[llvm-commits] X86 FastISel: Emit immediate call arguments locally to save stack size when compiling with -O0

Thu Aug 11 09:36:21 PDT 2011

On Wed, Aug 10, 2011 at 4:16 PM, Jakob Stoklund Olesen <stoklund at 2pi.dk> wrote:
>
> On Aug 10, 2011, at 4:01 PM, Ivan Krasin wrote:
>
>> Hi Jacob,
>>
>> here is the new version of the patch. Now, the local cache does not
>> cross the function call (with the exception of intrinsics, since they
>> tend to be inlined).
>> I have found it hard to emit definition at last use w/o slowing down
>> -O0 build (which is inapropriate).

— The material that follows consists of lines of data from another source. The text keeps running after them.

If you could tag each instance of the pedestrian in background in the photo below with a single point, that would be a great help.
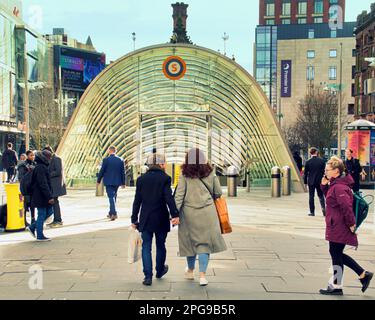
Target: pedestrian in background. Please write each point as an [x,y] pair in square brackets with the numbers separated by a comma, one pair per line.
[353,167]
[340,225]
[314,171]
[10,161]
[112,173]
[153,198]
[41,197]
[199,233]
[24,167]
[58,187]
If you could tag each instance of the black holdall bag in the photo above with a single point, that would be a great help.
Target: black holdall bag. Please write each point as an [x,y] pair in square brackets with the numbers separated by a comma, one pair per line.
[27,183]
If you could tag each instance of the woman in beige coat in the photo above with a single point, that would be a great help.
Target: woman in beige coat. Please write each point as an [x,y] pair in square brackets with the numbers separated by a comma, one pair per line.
[199,230]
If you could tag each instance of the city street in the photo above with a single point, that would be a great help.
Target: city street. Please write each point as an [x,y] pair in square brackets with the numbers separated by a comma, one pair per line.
[275,252]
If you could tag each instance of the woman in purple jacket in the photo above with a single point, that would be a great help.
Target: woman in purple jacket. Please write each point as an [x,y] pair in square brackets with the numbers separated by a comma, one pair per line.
[340,225]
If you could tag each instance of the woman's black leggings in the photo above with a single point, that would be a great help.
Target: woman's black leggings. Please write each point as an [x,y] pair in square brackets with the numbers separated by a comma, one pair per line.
[339,259]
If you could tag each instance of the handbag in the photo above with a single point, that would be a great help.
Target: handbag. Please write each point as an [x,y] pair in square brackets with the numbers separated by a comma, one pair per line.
[222,212]
[134,246]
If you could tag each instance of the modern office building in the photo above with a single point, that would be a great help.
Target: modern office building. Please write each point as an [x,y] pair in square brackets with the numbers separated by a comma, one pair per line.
[19,45]
[365,73]
[172,97]
[276,12]
[293,57]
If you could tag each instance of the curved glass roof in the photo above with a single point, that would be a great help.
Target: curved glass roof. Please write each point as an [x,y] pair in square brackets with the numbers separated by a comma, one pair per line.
[135,107]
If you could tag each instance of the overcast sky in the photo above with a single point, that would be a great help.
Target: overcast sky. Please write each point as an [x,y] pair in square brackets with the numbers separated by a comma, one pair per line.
[110,23]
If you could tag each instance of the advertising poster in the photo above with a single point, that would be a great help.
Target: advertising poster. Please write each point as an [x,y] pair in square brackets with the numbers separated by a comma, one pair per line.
[372,149]
[286,78]
[364,147]
[353,142]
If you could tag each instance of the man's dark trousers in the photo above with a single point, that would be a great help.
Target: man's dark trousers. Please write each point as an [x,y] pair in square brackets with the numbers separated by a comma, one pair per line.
[11,173]
[112,196]
[161,252]
[312,196]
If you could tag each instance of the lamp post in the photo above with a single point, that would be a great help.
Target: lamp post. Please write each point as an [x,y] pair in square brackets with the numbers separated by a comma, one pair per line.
[225,39]
[340,108]
[134,37]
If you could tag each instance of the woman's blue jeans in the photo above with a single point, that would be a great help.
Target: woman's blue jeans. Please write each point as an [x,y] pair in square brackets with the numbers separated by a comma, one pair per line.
[43,215]
[204,258]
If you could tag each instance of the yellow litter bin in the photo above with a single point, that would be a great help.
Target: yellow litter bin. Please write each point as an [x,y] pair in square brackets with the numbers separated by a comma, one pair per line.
[15,208]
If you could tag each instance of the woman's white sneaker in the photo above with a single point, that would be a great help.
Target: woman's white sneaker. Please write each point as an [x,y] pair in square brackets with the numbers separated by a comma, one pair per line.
[189,275]
[203,282]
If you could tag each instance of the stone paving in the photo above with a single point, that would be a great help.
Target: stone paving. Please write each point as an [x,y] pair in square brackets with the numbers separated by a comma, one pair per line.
[275,252]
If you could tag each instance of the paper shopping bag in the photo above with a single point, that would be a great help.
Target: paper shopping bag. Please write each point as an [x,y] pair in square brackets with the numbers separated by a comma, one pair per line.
[134,246]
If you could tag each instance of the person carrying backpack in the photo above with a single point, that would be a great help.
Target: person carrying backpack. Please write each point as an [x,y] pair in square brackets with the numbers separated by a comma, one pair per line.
[23,168]
[41,195]
[341,226]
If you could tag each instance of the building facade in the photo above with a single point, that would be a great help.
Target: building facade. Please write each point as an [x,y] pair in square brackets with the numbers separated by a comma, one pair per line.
[307,37]
[276,12]
[364,90]
[315,64]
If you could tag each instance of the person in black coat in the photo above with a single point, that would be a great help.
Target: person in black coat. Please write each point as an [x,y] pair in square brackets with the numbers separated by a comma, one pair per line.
[297,158]
[314,172]
[41,197]
[9,161]
[24,167]
[58,187]
[153,198]
[353,167]
[112,173]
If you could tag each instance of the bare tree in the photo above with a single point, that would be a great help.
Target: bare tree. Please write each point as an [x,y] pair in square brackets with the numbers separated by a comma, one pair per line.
[317,119]
[45,118]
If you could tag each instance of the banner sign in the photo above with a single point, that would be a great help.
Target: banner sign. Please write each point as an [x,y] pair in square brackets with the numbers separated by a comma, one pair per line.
[372,149]
[286,78]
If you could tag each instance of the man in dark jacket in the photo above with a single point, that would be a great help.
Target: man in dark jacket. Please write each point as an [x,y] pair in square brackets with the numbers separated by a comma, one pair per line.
[353,167]
[297,158]
[24,167]
[58,187]
[314,172]
[9,161]
[154,197]
[113,174]
[41,197]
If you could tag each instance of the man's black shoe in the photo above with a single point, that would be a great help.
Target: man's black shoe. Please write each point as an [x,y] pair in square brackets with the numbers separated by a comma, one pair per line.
[147,282]
[331,292]
[366,281]
[161,275]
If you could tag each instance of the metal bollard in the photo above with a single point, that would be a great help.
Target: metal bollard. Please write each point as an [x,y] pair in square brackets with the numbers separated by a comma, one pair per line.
[287,181]
[232,178]
[100,189]
[276,182]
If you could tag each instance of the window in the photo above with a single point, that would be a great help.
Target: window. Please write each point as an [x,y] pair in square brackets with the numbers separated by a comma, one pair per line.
[318,7]
[286,9]
[333,53]
[302,8]
[270,10]
[332,73]
[311,54]
[310,75]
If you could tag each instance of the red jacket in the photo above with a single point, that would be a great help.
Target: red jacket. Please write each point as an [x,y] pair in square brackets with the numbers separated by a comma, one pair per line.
[340,215]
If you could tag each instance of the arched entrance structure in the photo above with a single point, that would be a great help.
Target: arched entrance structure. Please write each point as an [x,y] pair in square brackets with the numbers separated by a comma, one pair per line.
[217,105]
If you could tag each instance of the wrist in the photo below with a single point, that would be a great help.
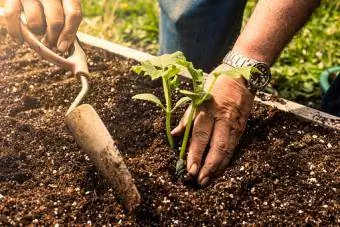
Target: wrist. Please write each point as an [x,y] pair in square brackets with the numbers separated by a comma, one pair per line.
[253,52]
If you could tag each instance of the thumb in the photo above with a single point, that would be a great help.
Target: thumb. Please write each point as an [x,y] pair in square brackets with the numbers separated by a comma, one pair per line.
[73,17]
[180,128]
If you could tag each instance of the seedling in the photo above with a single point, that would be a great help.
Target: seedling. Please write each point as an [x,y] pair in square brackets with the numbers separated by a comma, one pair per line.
[168,67]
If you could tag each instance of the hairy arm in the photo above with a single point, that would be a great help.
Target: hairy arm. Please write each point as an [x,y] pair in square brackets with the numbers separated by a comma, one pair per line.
[271,26]
[220,121]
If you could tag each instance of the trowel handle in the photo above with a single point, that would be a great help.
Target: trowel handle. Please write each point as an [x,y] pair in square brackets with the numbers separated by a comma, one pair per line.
[75,63]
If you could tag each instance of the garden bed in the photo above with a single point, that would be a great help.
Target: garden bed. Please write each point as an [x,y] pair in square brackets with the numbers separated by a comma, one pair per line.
[285,170]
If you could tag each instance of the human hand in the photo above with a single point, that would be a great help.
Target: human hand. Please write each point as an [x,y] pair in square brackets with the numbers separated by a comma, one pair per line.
[220,123]
[59,19]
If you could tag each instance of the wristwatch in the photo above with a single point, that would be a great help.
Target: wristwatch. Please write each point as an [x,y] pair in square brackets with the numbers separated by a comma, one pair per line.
[256,80]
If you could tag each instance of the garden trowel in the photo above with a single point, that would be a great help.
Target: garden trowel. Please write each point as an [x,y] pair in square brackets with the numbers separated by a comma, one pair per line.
[86,126]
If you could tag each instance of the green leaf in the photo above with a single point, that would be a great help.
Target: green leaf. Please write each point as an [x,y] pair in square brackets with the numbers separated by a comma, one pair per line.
[175,82]
[180,102]
[197,75]
[189,94]
[171,72]
[150,98]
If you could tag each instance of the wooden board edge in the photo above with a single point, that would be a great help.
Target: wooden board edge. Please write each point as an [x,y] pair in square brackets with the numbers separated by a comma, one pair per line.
[299,110]
[2,14]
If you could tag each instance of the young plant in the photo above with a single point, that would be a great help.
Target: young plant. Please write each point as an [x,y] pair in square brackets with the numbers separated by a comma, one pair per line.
[199,95]
[167,68]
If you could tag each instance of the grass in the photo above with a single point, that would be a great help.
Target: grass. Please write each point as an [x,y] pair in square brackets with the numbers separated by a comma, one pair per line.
[295,74]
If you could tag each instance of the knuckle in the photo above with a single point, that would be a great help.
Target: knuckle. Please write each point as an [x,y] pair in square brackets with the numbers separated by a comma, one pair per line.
[76,16]
[10,14]
[221,147]
[57,25]
[201,136]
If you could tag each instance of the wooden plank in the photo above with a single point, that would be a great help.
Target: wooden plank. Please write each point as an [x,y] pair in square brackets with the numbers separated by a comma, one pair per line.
[113,47]
[2,12]
[299,110]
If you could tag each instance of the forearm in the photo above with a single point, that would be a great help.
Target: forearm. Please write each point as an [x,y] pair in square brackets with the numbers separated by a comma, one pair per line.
[271,26]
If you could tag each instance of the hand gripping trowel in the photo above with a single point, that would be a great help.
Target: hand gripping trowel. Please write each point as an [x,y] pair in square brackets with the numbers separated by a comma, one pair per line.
[86,126]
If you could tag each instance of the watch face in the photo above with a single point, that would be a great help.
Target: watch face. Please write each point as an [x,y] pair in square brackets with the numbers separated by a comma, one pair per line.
[259,80]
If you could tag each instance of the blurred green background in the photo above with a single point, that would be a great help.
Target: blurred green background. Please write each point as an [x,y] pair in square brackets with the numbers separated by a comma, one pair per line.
[296,72]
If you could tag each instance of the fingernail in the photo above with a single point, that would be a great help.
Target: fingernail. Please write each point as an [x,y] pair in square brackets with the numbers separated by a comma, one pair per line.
[174,131]
[193,169]
[62,46]
[18,41]
[204,181]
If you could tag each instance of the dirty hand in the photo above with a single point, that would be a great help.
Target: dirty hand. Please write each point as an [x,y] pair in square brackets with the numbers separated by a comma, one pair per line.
[59,19]
[218,126]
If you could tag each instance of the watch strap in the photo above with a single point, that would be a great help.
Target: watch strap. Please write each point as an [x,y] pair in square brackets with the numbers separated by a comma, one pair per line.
[236,60]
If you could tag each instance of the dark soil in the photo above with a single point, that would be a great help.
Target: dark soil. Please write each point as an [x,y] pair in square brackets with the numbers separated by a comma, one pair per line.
[285,171]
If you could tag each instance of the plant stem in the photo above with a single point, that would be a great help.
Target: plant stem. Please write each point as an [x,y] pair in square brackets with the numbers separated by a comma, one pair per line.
[167,97]
[187,131]
[207,92]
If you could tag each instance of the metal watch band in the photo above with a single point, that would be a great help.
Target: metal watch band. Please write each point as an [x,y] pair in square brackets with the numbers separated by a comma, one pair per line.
[236,60]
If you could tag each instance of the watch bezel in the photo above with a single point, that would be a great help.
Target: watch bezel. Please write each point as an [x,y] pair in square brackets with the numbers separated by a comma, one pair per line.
[259,81]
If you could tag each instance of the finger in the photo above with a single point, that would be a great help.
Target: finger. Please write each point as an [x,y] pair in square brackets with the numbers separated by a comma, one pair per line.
[234,137]
[73,17]
[201,133]
[180,128]
[218,152]
[35,16]
[54,15]
[12,19]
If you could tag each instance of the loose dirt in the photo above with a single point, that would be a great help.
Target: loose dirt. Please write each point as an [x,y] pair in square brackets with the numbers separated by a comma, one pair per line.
[285,171]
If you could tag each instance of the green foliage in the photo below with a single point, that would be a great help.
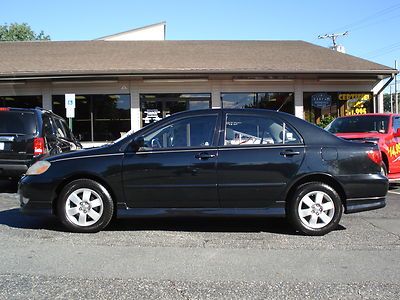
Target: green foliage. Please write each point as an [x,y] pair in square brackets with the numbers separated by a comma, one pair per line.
[20,32]
[325,120]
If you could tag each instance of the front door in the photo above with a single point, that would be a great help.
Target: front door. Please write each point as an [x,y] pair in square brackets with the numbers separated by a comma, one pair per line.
[177,166]
[257,158]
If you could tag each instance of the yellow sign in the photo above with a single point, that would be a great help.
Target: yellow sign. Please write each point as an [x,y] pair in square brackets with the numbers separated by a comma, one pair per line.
[394,150]
[357,103]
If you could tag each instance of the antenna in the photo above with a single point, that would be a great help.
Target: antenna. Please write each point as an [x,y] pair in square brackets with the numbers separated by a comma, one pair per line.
[334,36]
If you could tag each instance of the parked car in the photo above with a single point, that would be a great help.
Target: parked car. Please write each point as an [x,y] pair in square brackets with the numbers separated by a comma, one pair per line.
[228,162]
[382,129]
[27,135]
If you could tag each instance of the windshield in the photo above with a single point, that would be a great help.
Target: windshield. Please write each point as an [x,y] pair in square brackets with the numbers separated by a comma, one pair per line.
[17,122]
[366,123]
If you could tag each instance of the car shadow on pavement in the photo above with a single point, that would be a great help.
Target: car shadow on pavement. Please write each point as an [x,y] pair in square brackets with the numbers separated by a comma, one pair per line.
[206,224]
[15,219]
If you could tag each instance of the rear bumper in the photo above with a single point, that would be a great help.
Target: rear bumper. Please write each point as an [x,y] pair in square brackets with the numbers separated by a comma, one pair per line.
[364,204]
[13,170]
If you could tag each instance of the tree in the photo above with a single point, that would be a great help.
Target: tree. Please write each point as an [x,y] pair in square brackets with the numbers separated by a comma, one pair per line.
[20,32]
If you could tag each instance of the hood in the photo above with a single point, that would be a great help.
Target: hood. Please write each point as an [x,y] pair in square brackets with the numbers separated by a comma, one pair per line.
[360,135]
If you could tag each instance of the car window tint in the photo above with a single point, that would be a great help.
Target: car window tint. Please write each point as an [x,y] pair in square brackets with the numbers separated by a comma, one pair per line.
[62,129]
[188,132]
[16,122]
[250,130]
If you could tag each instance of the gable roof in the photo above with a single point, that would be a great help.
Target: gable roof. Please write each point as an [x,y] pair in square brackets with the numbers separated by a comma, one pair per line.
[131,34]
[33,59]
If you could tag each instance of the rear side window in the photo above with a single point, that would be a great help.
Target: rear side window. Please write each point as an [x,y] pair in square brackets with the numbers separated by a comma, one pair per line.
[250,130]
[62,129]
[16,122]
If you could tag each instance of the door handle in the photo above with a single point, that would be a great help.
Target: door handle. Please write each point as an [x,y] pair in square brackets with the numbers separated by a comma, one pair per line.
[289,153]
[204,155]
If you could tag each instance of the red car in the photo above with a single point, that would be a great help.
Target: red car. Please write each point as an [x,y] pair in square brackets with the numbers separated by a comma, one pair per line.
[383,129]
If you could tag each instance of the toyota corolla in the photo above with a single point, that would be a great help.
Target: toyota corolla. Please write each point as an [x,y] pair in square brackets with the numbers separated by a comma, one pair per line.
[216,162]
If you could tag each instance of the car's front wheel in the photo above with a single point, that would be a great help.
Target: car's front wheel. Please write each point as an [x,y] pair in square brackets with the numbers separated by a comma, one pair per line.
[85,205]
[315,208]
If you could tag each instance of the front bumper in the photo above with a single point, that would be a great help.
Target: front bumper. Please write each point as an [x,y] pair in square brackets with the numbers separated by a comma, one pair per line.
[13,170]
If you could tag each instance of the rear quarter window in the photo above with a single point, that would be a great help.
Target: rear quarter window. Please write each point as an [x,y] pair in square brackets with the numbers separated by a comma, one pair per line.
[16,122]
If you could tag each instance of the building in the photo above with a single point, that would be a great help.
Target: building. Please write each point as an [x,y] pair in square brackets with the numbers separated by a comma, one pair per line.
[124,85]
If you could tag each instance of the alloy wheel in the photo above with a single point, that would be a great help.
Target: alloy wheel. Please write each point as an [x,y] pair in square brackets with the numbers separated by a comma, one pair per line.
[316,209]
[84,207]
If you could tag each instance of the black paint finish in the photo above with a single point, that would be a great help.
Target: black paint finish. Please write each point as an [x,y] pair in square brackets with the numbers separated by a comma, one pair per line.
[217,178]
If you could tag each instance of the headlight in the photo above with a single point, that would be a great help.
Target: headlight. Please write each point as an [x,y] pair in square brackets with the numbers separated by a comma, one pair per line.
[38,167]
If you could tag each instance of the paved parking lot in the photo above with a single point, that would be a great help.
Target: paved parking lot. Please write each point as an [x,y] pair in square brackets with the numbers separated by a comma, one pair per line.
[200,258]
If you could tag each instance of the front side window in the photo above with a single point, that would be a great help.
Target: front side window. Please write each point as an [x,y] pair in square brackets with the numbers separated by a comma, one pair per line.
[249,130]
[189,132]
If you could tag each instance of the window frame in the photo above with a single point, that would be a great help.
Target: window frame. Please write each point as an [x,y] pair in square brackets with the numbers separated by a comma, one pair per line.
[163,124]
[261,116]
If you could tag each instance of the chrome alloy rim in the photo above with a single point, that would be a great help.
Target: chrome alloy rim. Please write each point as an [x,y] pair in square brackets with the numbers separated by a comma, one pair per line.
[316,209]
[84,207]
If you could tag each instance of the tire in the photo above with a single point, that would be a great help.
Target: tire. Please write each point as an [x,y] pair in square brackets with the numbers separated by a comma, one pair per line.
[315,208]
[85,206]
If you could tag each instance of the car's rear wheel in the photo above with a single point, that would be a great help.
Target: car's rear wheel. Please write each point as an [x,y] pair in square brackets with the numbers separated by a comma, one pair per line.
[85,205]
[315,208]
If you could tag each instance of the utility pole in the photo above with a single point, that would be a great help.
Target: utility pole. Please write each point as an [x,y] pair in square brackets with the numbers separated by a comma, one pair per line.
[333,37]
[391,99]
[396,103]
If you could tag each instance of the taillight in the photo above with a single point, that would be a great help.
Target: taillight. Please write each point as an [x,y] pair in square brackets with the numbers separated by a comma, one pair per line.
[375,156]
[38,146]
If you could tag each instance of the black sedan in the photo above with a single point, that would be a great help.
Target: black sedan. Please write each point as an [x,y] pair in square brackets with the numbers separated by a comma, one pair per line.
[212,162]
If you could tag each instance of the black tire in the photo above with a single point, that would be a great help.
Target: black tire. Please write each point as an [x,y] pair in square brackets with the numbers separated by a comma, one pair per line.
[323,217]
[92,203]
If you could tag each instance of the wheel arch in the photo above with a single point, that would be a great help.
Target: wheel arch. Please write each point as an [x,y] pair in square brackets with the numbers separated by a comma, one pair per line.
[323,178]
[82,176]
[385,160]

Please, find the patch attached.
>
> Eric, could you take a look at this patch when you have the time, please?
>
>> I have also ran my small benchmark tool over test-suite bitcode files.
>> The full log is attached to the e-mail, below are some excerpts.
>> first toolchain is the toolchain with the patch
>> second toolchain is the unmodified llvm toolchain.
>>
>> The command line I used to run llc:
>> Release/bin/llc -O0 -stats --time-passes -relocation-model=pic -O0
>> -asm-verbose=false
>
> What architecture did you test?
x86_64-unknown-linux-gnu

>
>> stdin/stdout/stderr were redirected to my tester. Every test has been
>> ran once, so Seconds and WallSeconds could slightly differ if I ran
>> the tool again.
>
> I'd rather not look through 700 K of raw data. Please provide a summary, including the worst regressions.
https://spreadsheets.google.com/a/google.com/spreadsheet/ccc?key=0Ao3TPgpIlZ9ddHVpeDVCSzZHYXlJOTc0N1VKX1BFNVE&hl=en_US#gid=0

There're few major regressions which I believe a show stopper for this
patch (the top of the spreadsheet above):

objinst.llvm.bc	272	344	0	0.0027	245	184	0	0.0026	11.02%	86.96%	0.10%
cast.linked.bc	1053	1224	0	0.0058	924	664	0	0.0051	13.96%	84.34%	0.67%
cast.llvm.bc	1053	1224	0	0.0057	926	680	0	0.005	13.71%	80.00%	0.67%
objinst.linked.bc	320	360	0	0.0038	301	232	0	0.0036	6.31%	55.17%	0.19%

The second column from right is stack size increase if patch is applied.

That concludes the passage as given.